Le président tchèque Milos Zeman a désigné mardi l'économiste et ex-ministre social-démocrate Jiri Rusnok à la tête d'un «gouvernement d'experts», suscitant l'ire de la coalition sortante qui veut être reconduite.

«Malheureusement, le président n'a pas calmé la situation. Au contraire, il a provoqué un tsunami», a constaté le vice-président du parti de droite ODS, le ministre sortant de l'Industrie Martin Kuba.

M. Rusnok, 52 ans, doit former son gouvernement qui, une fois approuvé par le chef de l'État, devra faire l'objet sous 30 jours d'un vote de confiance des députés. Une mission qui s'annonce impossible.

«Ce gouvernement n'a aucune chance d'être entériné par la Chambre basse et d'imposer un budget pour 2014», a martelé le ministre sortant des Finances Miroslav Kalousek, vice-président du parti de droite TOP 09.

L'actuelle crise politique, ouverte par la démission du gouvernement de centre droit de Petr Necas après un scandale de corruption et d'abus de pouvoir impliquant une proche collaboratrice et maîtresse présumée de M. Necas, risque de durer des mois.

La coalition sortante veut une reconduction du gouvernement jusqu'aux élections législatives normalement prévues pour mai 2014, avec à sa tête Miroslava Nemcova, vice-présidente du parti de droite ODS de M. Necas et chef de la chambre basse.

Peu avant la désignation de M. Rusnok, la coalition a annoncé au président Zeman qu'elle avait recueilli les signatures de 101 députés (sur 200 au total) en faveur de la reconduction du gouvernement, soit la majorité absolue nécessaire au parlement pour obtenir l'investiture.

La désignation de M. Rusnok n'est qu'une «perte de temps», a affirmé Mme Nemcova, avant de regretter que le président n'ait «pas respecté la volonté des députés».

M. Rusnok, quant à lui, a affirmé au cours d'une cérémonie au Château de Prague que son gouvernement serait «formé, puis nommé dans les quinze jours au plus tard».

Diplômé de l'École supérieure d'Économie à Prague, M. Rusnok a notamment occupé les postes de ministre des Finances (2001-2002) et de l'Industrie et du Comme rce (2002-2003), en tant que membre du parti social démocrate CSSD entre 1998 et 2010.

Plusieurs personnalités proches de Milos Zeman et de la gauche sont citées par la presse comme étant des membres pressentis de ce gouvernement.

Parmi eux, Martin Pecina, ex-ministre de l'Intérieur et ancien député social-démocrate, le chef de la centrale syndicale CMKOS Jaroslav Zavadil, particulièrement critique à l'égard du gouvernement sortant, et l'ancien diplomate Hynek Kmonicek, aujourd'hui chef de la section des Affaires étrangères à la présidence.

La Constitution permet trois tentatives pour former un gouvernement avant l'organisation d'élections anticipées.

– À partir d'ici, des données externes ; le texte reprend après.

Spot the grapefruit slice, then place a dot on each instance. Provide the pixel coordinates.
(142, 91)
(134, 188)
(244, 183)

Le président désigne le premier ministre à l'issue des deux premières tentatives, sinon, à la troisième, cette tâche revient au président de la Chambre basse.

«Si la coalition conserve son actuelle majorité (absolue) de 101 voix, M. Zeman peut lui offrir une chance au cours de la deuxième tentative, ou bien elle peut réussir à la troisième tentative, pilotée par le chef de la Chambre basse», a déclaré l'analyste Jindrich Sidlo, à la télévision CT 24.

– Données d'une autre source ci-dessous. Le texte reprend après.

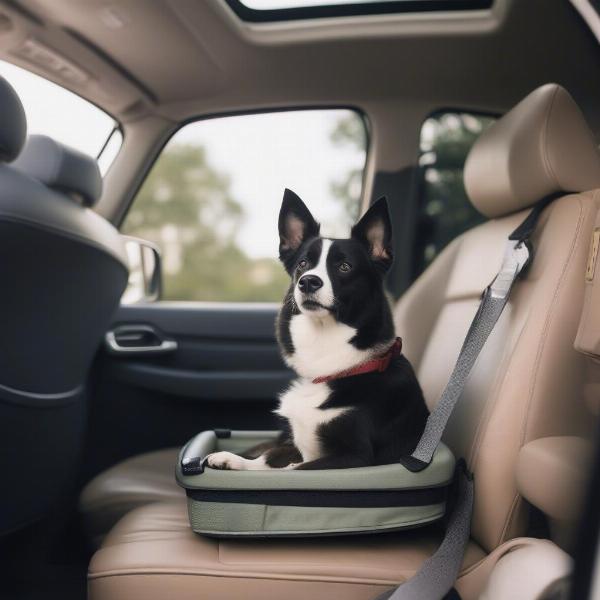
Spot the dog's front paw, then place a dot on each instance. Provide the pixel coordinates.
(225, 460)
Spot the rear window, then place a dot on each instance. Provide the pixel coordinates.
(444, 207)
(211, 201)
(64, 116)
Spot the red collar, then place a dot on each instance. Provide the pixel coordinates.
(377, 364)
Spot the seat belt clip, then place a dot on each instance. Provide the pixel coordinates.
(516, 258)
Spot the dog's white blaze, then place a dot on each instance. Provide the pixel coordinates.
(323, 295)
(322, 346)
(300, 406)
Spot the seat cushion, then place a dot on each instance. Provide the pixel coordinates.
(129, 484)
(153, 553)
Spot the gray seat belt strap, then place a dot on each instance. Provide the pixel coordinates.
(438, 573)
(517, 256)
(492, 304)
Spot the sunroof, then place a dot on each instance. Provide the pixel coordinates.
(285, 10)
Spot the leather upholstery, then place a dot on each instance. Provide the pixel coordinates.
(542, 145)
(13, 125)
(528, 383)
(521, 569)
(156, 541)
(552, 474)
(140, 480)
(588, 334)
(63, 270)
(61, 168)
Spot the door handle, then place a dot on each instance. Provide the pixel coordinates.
(137, 339)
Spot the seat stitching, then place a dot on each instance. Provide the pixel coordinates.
(545, 158)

La loi fondamentale ne fixe aucun délai pour les deux autres tentatives de former le gouvernement.

Contrairement à certaines déclarations antérieures, la coalition sortante refuse de suivre l'opposition social-démocrate (CSSD) et communiste (KSCM) dans sa revendication d'organiser rapidement des élections anticipées.

Selon les sondages, le CSSD fait figure de grand favori en cas d'éventuelles élections anticipées.

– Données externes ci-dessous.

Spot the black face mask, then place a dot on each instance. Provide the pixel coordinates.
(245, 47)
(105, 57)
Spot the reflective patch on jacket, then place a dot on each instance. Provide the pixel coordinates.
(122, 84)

La voie la plus rapide vers un tel scrutin serait l'autodissolution de la Chambre basse. Une majorité qualifiée de 120 voix sur 200 est requise pour cette démarche. Cette assemblée pourrait éventuellement procéder à ce vote à la mi-juillet.

La principale tâche du gouvernement de M. Rusnok sera de préparer le budget 2014, dont le projet doit être remis à la chambre basse avant le 30 septembre.

Il s'agira du troisième gouvernement d'experts depuis l'indépendance de la République tchèque en 1993, après ceux dirigés par l'ancien gouverneur de la banque centrale Josef Tosovsky (1998) et par l'ex-chef de l'office des statistiques Jan Fischer (2009-10).